Blink, blink. The can-chorus winks back silver sun. 

Don’t check the time or call your 

mom, instead, just think about your 

mom and the time and feel your wet, slipping 

heart slide down your arm and into your hand.

Squeeze it (hard) or throw it, chew it up, 

whatever feels best. Or worst. Or most like something at

all. It’s too hot.

 

Flop on your back, arms Atlas-wide. Imagine 

your torso is an oven, like your mother's keeping you. A handle

bridging ribs, a door opening on hip-hinges, splitting 

skin, revealing rows of gleaming racks. Ding! 

Your torso is an oven. You don’t know 

if it hurts because no one’s ever asked. 

 

Inhale, not enough. Exhale too much. Watch 

a small fly flit, hear it whine close, like all the missiles and

bombs careening into the earth, into hearts, at this

very

moment. Don’t 

flinch. Squeeze your wet sponge heart (harder). 

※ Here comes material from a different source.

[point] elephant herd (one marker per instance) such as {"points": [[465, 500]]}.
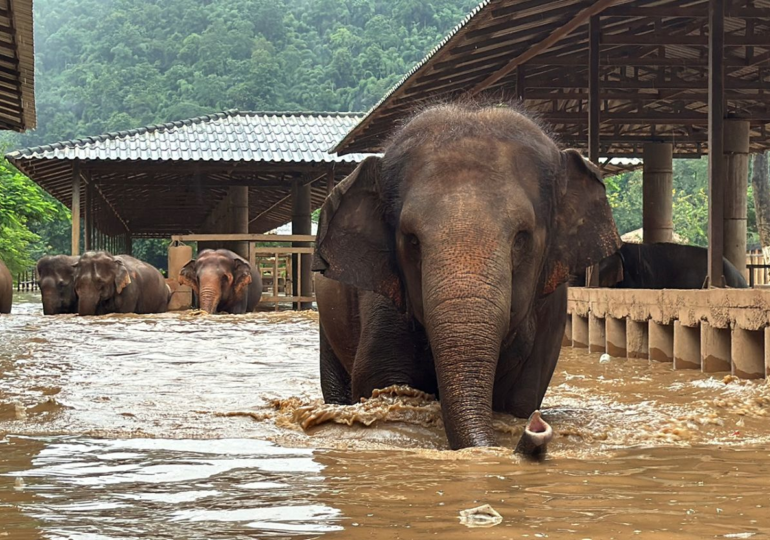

Feel red swarm your sheets. 

Ask yourself: Does it hurt?

Mess Drip

Ear against temple, I’m sure I can hear

a slow drip from his suspended, pickled brain as it lands onto

skull below. Not like a faulty faucet, no.

But the

pap,

pap,

pap,

of goop dropping flatly on bone.

 

I close my eyes. Picture it: mucous, cotton

candy-colored canyons brimming with

motor oil. Until,

until critical mass and

pap.

Quiet as thought.

 

Later, I see the drip under a stained-glass

scab on his knee, swirling and screaming,

careening like a siren-

nymph and noise.

Then I see it in his eyes, flashing

like a quick, bright fish.

 

Pressed, chest against chest, I feel the

sludge leaking through the thin, papery walls

of the heart. Much faster than the brain’s

pap,

pap.

Osmosis, or through the organ’s earned cracks,

I guessed.

 

It crawls down the inside of his rib cage like a creep

of geckos, sticking and flopping and stretching

until it gathers, pools, pressurizes,

pulls at his base, weighing on his sacrum,

pushing his dick up like a lever.

Like a syringe.

Electra McNeil is a well-adjusted writer and waitress from Albuquerque, New Mexico. She spends most of her time laughing.